It would be difficult to imagine someone who experienced more striving than the Apostle Paul. He relentlessly traveled to spread the gospel and plant churches. He risked the elements and endured persecution. And he never asked for financial support for himself. How could he persevere through all this difficulty?
The answer is quite paradoxical: he learned to endure by learning to be content.
This does not mean he was complacent. He constantly advocated, planned, and initiated. What Paul did not do was demand particular results. He did not idolize a specific circumstance, which allowed him to discover peace in all circumstances. The apostle to the Gentiles did not place “work conditions” on God.
The great theologian Francis Schaeffer had an interesting definition of true spirituality that echoes this aspect of Paul’s life. Schaeffer postulated that true spirituality is continuing to strive no matter the circumstances. Fighting the battles we find ourselves in. Waiting with courage and patience. Stewarding with wisdom and humility.
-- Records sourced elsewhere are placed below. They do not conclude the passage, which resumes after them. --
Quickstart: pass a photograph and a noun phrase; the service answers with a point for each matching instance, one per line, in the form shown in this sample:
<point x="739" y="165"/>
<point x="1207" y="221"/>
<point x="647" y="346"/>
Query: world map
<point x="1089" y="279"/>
The greater sense we have of our calling, the more readily we can see circumstances as merely the water in which we swim. Circumstances should not define us. Nor should they define success or failure. Circumstances are merely the field we play on, the arena in which we perform. Paul admonishes us that whether we are performing before thousands in Carnegie Hall or on a street corner, we should be content to be faithful with where God has placed us, and to faithfully do the job he has set before us.